Re: (OT) Q on Unicode and XML

Hi Helmut,

Helmut Giese writes:
> So someone will devise a neat trick to extend UTF-16 (or has done so
> already),

UTF-16 encodes characters above U+FFFF as sequences of two 16-bit
numbers from a region specifically reserved for this purpose
(so-called "surrogate pairs") and has done so since those code points
were allowed.

Most of the generic text drawing libraries *claim* to support UTF-16
(as opposed to UCS-2 which is the old 16-bit encoding without
surrogate pairs). But I am sceptical that there are many real world
texts with such characters yet, so there probably hasn't been that
much experience and testing yet.

> but then its advantage (each code point takes 2 bytes) will be gone.

If you want to support hieroglyphics, rare kanjis and similar stuff.
These code points are used for rather specialized things.

Other advantages of UTF-16 are that it is smaller than UTF-8 for code
points above U+07FF (i.e. Chinese, Japanese and Korean) and that
Windows and Mac OS X use it as their native encoding.

> Doesn't it make sense then to choose a format like UTF-8 where you
> will be safe for the forseeable future? What do you think?

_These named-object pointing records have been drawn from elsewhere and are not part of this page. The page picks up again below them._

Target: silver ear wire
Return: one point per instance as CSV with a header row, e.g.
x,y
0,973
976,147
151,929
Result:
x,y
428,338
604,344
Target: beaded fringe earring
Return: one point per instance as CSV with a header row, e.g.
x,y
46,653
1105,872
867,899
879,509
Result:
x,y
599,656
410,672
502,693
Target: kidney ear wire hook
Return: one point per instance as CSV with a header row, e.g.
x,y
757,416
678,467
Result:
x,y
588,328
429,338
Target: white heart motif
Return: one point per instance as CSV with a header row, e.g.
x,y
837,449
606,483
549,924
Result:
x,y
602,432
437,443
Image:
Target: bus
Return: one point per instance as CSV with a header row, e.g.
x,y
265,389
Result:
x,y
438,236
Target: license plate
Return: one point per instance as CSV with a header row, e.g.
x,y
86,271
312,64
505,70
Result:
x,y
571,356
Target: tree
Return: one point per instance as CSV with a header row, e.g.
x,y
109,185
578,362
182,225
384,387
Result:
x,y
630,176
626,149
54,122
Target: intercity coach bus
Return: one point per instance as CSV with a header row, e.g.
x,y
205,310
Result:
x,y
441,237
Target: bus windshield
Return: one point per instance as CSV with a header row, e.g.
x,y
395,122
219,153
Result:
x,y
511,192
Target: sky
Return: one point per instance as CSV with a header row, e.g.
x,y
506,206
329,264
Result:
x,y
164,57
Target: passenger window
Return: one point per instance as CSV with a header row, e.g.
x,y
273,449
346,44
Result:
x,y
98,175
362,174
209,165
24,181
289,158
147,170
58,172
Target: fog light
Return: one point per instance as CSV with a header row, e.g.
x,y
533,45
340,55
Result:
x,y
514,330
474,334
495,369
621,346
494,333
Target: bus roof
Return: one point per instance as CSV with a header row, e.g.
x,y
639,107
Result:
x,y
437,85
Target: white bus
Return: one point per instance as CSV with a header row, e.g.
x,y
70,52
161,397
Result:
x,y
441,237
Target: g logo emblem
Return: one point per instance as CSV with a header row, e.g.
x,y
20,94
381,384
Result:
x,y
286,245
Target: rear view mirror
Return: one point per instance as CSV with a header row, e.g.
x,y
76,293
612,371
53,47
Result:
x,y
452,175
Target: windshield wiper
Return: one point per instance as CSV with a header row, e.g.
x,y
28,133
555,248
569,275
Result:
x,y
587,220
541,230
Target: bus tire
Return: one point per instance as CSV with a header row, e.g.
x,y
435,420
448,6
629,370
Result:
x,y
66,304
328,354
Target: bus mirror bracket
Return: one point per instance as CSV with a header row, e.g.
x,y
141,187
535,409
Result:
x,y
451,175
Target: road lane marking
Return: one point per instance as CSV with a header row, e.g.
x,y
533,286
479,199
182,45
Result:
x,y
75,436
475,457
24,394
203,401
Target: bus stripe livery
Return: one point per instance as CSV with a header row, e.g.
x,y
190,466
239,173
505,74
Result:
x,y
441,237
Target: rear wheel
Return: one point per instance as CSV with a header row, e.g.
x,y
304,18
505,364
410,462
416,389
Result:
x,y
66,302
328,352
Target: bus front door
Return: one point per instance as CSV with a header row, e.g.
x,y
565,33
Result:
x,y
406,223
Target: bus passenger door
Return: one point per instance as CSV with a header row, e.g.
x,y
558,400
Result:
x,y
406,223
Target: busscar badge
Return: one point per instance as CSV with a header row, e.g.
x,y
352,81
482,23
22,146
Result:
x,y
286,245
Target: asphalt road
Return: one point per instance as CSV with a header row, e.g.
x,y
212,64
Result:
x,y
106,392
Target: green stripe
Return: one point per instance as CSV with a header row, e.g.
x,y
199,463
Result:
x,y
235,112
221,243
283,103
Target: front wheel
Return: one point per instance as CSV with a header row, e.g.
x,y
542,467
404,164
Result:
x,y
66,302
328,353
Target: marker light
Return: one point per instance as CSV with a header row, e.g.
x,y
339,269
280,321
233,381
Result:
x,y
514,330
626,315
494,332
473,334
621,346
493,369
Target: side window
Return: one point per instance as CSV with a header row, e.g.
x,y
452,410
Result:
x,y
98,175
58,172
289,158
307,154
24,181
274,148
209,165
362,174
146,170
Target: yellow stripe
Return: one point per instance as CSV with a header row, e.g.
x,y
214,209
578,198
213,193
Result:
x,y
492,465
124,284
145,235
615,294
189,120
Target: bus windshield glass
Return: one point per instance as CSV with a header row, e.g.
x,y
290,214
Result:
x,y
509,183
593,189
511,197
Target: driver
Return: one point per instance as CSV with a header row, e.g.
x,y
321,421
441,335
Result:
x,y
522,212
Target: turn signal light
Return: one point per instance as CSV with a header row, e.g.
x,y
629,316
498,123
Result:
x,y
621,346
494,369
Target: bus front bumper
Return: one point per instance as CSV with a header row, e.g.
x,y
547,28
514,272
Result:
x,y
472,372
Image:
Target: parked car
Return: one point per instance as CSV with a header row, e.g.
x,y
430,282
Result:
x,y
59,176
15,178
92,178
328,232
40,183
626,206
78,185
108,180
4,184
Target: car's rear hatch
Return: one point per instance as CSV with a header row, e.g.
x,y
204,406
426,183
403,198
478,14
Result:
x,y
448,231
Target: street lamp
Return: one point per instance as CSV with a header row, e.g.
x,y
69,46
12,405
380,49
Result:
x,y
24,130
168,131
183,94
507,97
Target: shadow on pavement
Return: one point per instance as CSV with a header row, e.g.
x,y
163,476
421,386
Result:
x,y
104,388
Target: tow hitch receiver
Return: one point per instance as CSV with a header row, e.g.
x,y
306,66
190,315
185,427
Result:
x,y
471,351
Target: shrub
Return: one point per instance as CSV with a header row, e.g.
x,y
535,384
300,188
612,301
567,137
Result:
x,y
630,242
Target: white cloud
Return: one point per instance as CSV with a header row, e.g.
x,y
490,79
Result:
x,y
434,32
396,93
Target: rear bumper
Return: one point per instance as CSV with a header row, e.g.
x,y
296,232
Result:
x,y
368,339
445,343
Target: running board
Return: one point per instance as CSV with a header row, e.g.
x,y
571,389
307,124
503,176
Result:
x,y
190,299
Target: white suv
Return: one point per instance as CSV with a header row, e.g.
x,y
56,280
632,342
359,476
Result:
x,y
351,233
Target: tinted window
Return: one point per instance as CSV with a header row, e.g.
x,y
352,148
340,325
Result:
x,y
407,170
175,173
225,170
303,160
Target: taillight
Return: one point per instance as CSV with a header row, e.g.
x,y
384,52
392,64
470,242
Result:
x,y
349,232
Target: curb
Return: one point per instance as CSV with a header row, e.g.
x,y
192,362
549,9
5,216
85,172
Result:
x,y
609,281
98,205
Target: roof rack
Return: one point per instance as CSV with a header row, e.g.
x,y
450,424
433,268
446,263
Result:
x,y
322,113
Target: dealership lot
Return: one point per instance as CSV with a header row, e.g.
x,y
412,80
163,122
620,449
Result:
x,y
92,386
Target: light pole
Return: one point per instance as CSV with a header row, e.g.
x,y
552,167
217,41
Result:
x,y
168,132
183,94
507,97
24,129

I'd say go with whatever you need and what support your tools have.
XML as such can use everything, legacy encodings, UTF-8 or UTF-16.
But you want to use it with actual software. So you want to use
whatever your text editor and XML parsers actually handle

Also remember that for translation work you want to be able to work
with non-technical people, so you want to avoid the need for technical
details in the workflow.